また、急速な速さで進みつつある仕事といえば、地方のMilitia(民兵団)の設立だ。この近隣の政治的リーダー、Jamal Nasir Khanは渓谷の上流地域の村々で何百人もの男をリクルートして、タリバンからの防衛の仕事に就かせようとしている。Khanは2007年に首都のIslamabadに逃れ、この夏に帰ってきたというが、治安の維持が最大の課題だという。
“人々は1ヶ月以内に平常な状態に戻ることを望んでいる─それは無理だ”と、家を出るときは常に米国風のアーミーブーツに空軍ジャケット、M-16ライフルを身に着けているKhanはいう。
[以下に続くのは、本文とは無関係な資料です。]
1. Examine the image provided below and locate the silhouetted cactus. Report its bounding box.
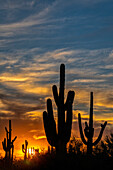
[43,64,75,153]
[78,92,107,154]
[22,140,28,161]
[2,120,17,161]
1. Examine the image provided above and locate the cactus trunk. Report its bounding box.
[22,140,29,161]
[43,64,74,154]
[78,92,107,155]
[2,120,17,161]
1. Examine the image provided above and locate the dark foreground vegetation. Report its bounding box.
[0,150,113,170]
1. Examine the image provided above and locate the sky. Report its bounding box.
[0,0,113,158]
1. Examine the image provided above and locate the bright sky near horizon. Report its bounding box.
[0,0,113,157]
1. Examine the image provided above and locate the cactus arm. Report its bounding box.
[65,91,75,143]
[59,64,65,99]
[5,127,8,133]
[22,144,25,153]
[43,99,57,146]
[52,85,59,107]
[12,136,17,143]
[2,138,7,151]
[92,121,107,146]
[64,99,72,143]
[78,113,87,145]
[64,91,75,110]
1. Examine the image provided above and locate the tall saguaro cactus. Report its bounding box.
[2,120,17,160]
[78,92,107,154]
[22,140,28,161]
[43,64,75,153]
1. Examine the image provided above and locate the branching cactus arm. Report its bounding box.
[78,113,87,145]
[92,121,107,146]
[43,99,57,146]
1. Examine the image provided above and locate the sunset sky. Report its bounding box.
[0,0,113,158]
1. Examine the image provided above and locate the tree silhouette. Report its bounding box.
[43,64,75,153]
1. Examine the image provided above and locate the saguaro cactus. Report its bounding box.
[43,64,75,153]
[2,120,17,160]
[22,140,28,161]
[78,92,107,154]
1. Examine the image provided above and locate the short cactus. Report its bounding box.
[78,92,107,155]
[43,64,75,153]
[22,140,28,161]
[2,120,17,161]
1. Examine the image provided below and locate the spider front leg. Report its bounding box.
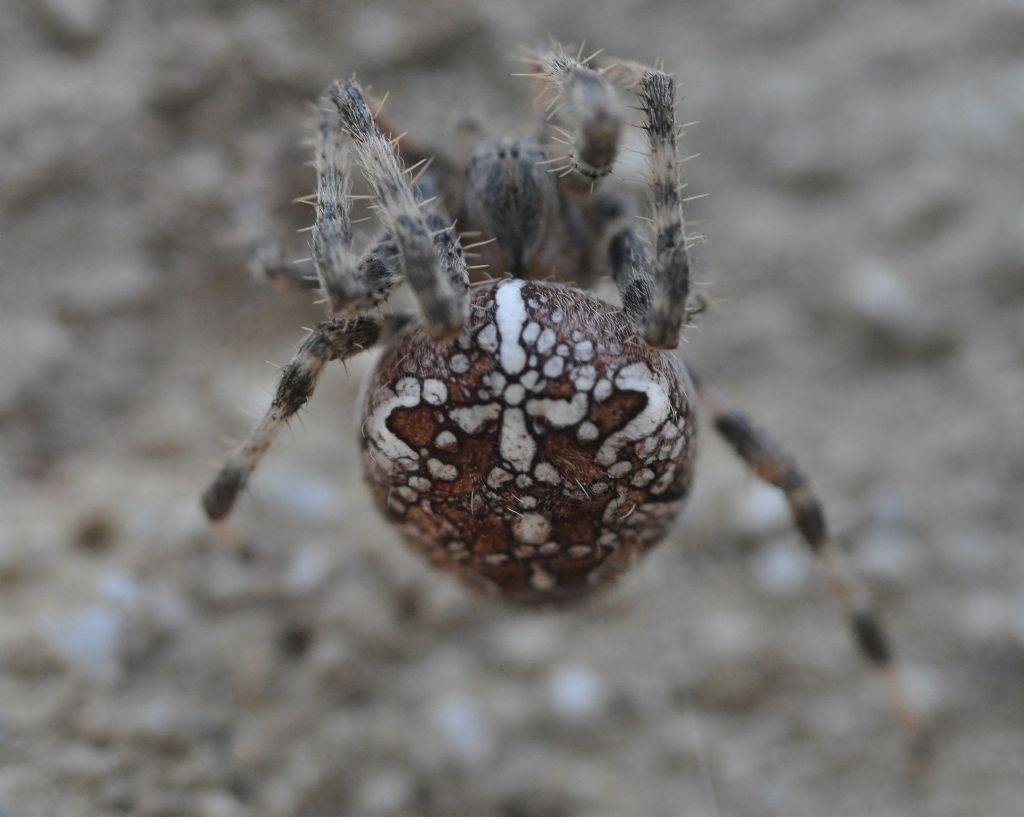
[203,316,409,521]
[690,369,930,763]
[529,47,623,192]
[329,81,469,340]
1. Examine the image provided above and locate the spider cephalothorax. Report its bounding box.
[203,41,919,749]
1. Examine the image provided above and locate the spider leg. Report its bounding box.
[690,369,929,761]
[631,70,690,349]
[530,46,623,191]
[329,81,469,339]
[203,316,410,521]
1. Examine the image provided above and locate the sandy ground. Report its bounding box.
[0,0,1024,817]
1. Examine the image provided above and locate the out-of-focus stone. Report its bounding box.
[836,262,957,361]
[753,542,811,596]
[433,692,498,768]
[547,664,609,723]
[36,0,111,48]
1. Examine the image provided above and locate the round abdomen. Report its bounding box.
[362,281,695,603]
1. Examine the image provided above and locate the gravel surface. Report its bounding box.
[0,0,1024,817]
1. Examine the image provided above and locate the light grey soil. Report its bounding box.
[0,0,1024,817]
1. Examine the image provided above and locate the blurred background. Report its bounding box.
[0,0,1024,817]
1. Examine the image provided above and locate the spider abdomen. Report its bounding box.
[362,281,695,603]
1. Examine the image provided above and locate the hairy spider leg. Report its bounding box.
[203,315,410,521]
[689,368,930,763]
[528,46,623,191]
[328,81,469,339]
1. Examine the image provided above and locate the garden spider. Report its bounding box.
[203,41,923,753]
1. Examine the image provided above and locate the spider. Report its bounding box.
[203,46,922,749]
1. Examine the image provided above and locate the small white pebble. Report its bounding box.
[753,542,811,596]
[548,664,608,721]
[434,693,498,767]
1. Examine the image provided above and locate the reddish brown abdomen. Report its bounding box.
[362,281,694,603]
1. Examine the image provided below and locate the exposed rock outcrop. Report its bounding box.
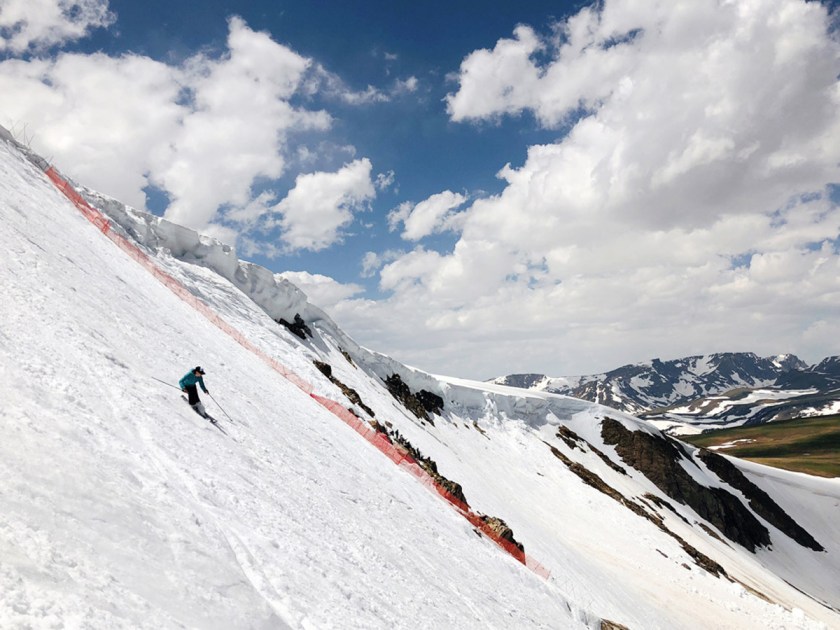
[601,418,770,552]
[700,449,825,551]
[313,361,376,418]
[385,373,443,425]
[546,443,731,579]
[274,313,312,340]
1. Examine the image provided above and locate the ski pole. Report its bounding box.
[149,376,181,392]
[207,392,236,424]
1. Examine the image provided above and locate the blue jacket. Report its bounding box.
[178,372,207,394]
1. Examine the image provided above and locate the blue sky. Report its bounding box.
[0,0,840,378]
[75,0,583,296]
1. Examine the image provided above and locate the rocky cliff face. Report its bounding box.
[601,418,823,552]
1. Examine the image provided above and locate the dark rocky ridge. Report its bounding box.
[385,373,443,425]
[699,449,825,551]
[601,418,770,552]
[546,443,731,580]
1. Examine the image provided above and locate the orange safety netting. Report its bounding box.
[45,167,550,579]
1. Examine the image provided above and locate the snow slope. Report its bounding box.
[0,131,840,628]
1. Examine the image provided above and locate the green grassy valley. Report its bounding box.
[680,415,840,477]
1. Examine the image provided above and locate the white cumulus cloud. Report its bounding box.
[0,0,115,53]
[336,0,840,378]
[269,158,376,251]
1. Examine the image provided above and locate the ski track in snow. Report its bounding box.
[0,135,840,628]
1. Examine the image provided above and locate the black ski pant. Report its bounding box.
[185,385,201,405]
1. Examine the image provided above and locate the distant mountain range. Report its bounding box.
[494,352,840,433]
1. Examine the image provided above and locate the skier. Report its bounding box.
[178,366,210,417]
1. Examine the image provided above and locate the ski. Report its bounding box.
[181,396,227,435]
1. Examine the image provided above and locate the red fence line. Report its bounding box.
[45,166,550,579]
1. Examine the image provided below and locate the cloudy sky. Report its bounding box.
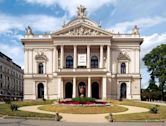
[0,0,166,88]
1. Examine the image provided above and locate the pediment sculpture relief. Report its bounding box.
[35,52,47,61]
[60,26,106,35]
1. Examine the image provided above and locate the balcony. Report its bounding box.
[57,68,107,74]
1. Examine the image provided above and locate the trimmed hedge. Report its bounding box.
[72,97,95,102]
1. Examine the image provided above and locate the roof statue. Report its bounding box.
[25,26,33,35]
[77,5,86,18]
[132,25,140,35]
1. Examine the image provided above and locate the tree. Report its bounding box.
[143,44,166,98]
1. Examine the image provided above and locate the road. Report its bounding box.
[0,119,166,126]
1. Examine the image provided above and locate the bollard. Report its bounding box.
[55,112,62,121]
[108,113,113,122]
“それはgenie(魔法のランプの精)が来て状況をよくしてくれる…などというものではない”
Khan氏は完全に軍隊に頼っている。彼は軍の車両に便乗して移動し、彼の食べ物は軍で調理される。そして彼はこの地域で、現実的に独りだ。このあたりの7つのdistrictの役人たちでここから逃れた者のうち、一人として帰ってきた者はなかった。…戻ってきたのはごく少数の高校の教師たちと、医師たちだけだ。
識字率の低さは村人たちを容易に無視されがちにする。Taja Bibiは字の読めない村人だが─彼女の聡明な12歳の娘のRabihatは学校に帰りたいと切望している─彼女はとにかく学校が再開してほしい、いつになるのかとは訊かないから、という。
“私たちには討論もできないし、返事をすることもできない”と、20人以上の人が住む小さな家の汚い床に座って、彼女はいう。
“あの人たちは私たちを、話をする相手にする価値もないと思っている”
Hussein氏にとっては、人々の権利のことを理解できる、教育のある階層を生み出すことがパキスタンの変革への唯一の希望だ。
しかしそれには学校がいる、そして彼の村にあった学校はなくなってしまった。
“我々はルーザーなのだ”、と彼はいった。